Importantly, the study found that adults with muscle wasting conditions generally ate less protein than people without them. Nearly a quarter (25%) of participants did not get enough of the recommended daily protein intake. The researchers also found that eating higher amounts of protein, particularly BCAAs, was linked to better muscle strength and function.
Beyond protein: the bigger nutritional picture
The study also found that many people, including those with a muscle wasting condition, may not be getting the right balance of nutrients in their diet. Some were eating too much saturated fat and not enough important nutrients like vitamin C, vitamin D, and healthy polyunsaturated fatty acids (omega-3), which help keep muscles healthy and protect the body.

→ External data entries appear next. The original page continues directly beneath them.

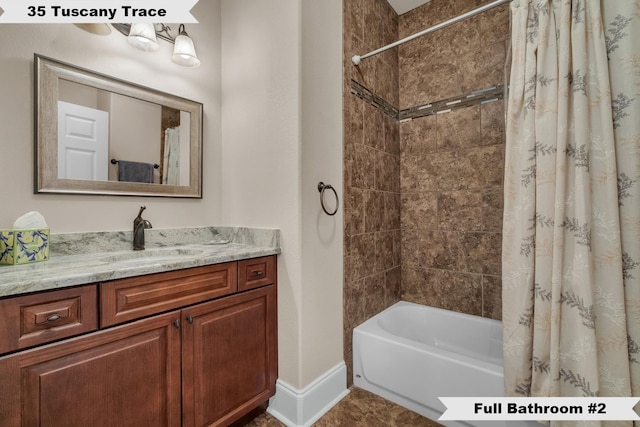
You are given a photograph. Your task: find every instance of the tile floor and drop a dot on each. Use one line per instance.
(359, 409)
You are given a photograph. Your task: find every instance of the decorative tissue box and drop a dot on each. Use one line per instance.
(24, 246)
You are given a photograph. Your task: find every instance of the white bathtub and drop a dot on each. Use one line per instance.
(411, 354)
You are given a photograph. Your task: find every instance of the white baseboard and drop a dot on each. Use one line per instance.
(301, 408)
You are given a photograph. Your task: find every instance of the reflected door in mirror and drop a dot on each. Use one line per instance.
(83, 137)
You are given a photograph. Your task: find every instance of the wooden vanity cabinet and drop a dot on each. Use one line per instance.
(229, 357)
(206, 364)
(125, 376)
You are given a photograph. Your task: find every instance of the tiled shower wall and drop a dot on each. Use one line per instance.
(371, 169)
(452, 162)
(423, 197)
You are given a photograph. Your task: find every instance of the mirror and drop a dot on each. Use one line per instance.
(99, 135)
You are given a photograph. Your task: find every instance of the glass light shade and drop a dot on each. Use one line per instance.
(184, 53)
(143, 36)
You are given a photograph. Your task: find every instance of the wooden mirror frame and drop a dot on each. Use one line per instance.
(47, 73)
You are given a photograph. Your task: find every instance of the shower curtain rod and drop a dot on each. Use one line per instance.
(357, 58)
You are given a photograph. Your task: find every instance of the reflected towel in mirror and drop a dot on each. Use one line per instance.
(135, 171)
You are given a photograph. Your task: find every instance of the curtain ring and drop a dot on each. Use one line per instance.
(321, 188)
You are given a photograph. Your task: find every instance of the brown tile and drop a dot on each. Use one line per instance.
(374, 287)
(353, 12)
(419, 211)
(363, 255)
(492, 119)
(385, 250)
(436, 81)
(354, 203)
(374, 211)
(459, 129)
(494, 25)
(392, 134)
(391, 219)
(457, 39)
(354, 119)
(469, 169)
(373, 127)
(354, 303)
(387, 172)
(483, 252)
(363, 175)
(492, 203)
(418, 136)
(449, 290)
(393, 283)
(483, 67)
(409, 248)
(373, 31)
(442, 250)
(464, 210)
(415, 285)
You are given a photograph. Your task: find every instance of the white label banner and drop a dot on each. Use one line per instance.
(91, 11)
(539, 408)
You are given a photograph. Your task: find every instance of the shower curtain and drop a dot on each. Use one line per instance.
(571, 228)
(171, 160)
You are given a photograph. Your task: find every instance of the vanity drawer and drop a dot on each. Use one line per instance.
(132, 298)
(256, 272)
(36, 319)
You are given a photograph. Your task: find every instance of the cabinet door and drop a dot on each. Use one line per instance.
(229, 357)
(126, 376)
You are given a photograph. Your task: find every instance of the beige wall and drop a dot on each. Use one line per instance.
(282, 134)
(272, 130)
(113, 56)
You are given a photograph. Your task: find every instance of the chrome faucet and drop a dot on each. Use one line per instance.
(139, 225)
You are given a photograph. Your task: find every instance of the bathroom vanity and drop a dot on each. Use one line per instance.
(192, 346)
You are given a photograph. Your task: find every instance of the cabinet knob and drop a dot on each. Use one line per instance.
(53, 317)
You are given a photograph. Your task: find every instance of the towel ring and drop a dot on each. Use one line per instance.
(321, 188)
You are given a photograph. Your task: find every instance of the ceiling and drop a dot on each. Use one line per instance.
(403, 6)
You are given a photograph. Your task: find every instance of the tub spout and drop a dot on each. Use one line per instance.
(139, 225)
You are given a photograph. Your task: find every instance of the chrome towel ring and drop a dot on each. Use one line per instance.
(321, 188)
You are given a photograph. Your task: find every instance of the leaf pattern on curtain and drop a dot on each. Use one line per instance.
(571, 228)
(622, 20)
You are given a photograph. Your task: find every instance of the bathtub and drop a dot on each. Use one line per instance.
(410, 354)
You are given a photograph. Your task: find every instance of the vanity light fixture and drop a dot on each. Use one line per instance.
(184, 53)
(144, 36)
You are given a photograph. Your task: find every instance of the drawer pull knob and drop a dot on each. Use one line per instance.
(53, 317)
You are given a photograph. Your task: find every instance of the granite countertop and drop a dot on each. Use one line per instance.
(83, 258)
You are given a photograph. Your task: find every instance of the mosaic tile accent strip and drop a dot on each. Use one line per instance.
(365, 94)
(482, 96)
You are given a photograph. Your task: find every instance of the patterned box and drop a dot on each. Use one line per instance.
(24, 246)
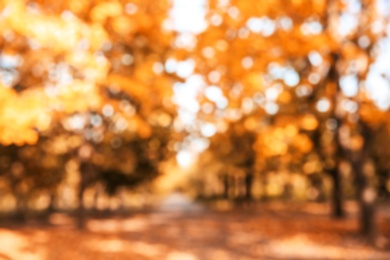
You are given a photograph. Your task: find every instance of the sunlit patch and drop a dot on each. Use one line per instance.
(184, 158)
(14, 246)
(177, 255)
(208, 130)
(349, 85)
(323, 105)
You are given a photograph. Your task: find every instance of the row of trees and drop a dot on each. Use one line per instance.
(306, 86)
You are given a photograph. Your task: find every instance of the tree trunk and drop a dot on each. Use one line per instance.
(337, 194)
(248, 186)
(226, 187)
(366, 198)
(80, 209)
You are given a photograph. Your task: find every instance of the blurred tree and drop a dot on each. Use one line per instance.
(310, 59)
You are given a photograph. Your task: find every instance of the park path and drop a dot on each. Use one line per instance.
(264, 232)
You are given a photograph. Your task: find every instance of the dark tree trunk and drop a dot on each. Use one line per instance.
(337, 194)
(81, 209)
(226, 187)
(248, 185)
(366, 198)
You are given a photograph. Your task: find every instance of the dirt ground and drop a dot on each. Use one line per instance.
(270, 231)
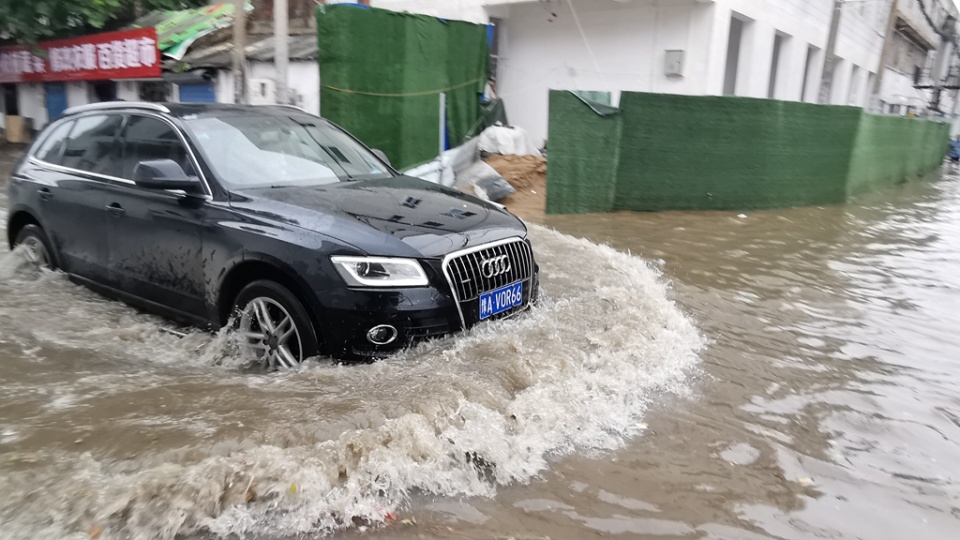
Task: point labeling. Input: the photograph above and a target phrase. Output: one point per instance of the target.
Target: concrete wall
(727, 153)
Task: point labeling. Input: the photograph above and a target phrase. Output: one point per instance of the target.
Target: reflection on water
(825, 404)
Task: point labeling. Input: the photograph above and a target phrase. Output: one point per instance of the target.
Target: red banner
(128, 54)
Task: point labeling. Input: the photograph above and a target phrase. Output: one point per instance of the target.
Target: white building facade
(752, 48)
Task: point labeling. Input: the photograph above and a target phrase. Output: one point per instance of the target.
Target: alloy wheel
(269, 334)
(35, 252)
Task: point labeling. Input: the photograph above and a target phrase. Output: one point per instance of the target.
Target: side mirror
(164, 174)
(383, 157)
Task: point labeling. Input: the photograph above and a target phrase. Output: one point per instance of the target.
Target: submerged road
(787, 374)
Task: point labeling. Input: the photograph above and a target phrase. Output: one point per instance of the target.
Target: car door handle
(115, 209)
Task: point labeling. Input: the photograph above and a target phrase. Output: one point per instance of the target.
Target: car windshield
(274, 151)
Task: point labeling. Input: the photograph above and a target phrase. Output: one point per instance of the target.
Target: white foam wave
(454, 417)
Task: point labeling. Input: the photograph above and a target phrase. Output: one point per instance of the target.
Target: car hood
(398, 216)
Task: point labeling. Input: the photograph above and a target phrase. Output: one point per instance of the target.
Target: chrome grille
(465, 271)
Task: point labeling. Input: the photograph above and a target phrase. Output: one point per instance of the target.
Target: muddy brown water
(784, 374)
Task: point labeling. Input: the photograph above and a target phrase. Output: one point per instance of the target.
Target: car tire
(264, 311)
(36, 246)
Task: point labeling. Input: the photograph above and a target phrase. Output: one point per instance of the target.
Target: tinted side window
(52, 148)
(146, 139)
(92, 145)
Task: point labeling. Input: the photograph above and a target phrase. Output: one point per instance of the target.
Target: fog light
(383, 334)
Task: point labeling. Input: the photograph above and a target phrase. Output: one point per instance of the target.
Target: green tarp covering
(382, 74)
(669, 152)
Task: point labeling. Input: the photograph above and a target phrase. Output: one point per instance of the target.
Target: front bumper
(418, 314)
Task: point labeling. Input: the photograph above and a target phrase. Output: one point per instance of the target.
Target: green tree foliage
(29, 21)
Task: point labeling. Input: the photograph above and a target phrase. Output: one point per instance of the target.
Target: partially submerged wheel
(35, 245)
(272, 326)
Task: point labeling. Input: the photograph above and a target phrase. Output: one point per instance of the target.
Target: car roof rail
(108, 105)
(284, 105)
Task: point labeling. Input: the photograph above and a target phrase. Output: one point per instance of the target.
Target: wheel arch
(19, 219)
(256, 267)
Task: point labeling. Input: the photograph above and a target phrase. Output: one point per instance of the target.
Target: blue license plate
(500, 300)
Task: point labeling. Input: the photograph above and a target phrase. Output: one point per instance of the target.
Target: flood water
(780, 374)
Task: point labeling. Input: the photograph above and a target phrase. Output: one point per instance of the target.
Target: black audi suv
(269, 217)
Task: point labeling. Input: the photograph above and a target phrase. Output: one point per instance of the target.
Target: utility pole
(830, 58)
(239, 44)
(281, 54)
(885, 51)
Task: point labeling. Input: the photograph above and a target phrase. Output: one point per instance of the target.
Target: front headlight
(380, 272)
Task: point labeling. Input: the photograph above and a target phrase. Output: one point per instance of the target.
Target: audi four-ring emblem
(495, 266)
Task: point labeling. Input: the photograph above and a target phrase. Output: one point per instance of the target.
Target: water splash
(325, 446)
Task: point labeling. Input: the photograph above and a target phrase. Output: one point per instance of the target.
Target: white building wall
(628, 43)
(304, 77)
(128, 91)
(541, 47)
(78, 93)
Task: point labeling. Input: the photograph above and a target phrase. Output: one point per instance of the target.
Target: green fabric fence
(382, 74)
(669, 152)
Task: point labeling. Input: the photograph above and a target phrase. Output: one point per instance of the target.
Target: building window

People with muscle wasting conditions may eat enough or even too many calories but still not get enough protein. This can lead to gaining body fat while losing muscle, making movement and daily activities more difficult, which is why what we eat matters just as much as how much we eat. This highlights the importance of diet as part of overall care and support for people with muscle wasting conditions.
Potential benefits of introducing nutritional guidelines for muscle wasting conditions
Taken together, the findings suggest that people living with a muscle wasting condition may have nutritional needs that differ from those of the general population. Simple, tailored dietary guidance could help people get enough protein and key nutrients like vitamins C and D, and omega-3 fats, and may help support muscle health and quality of life.
More research is needed to give clear advice. However, small, everyday nutritional changes could make a meaningful difference in maintaining strength, independence and quality of life.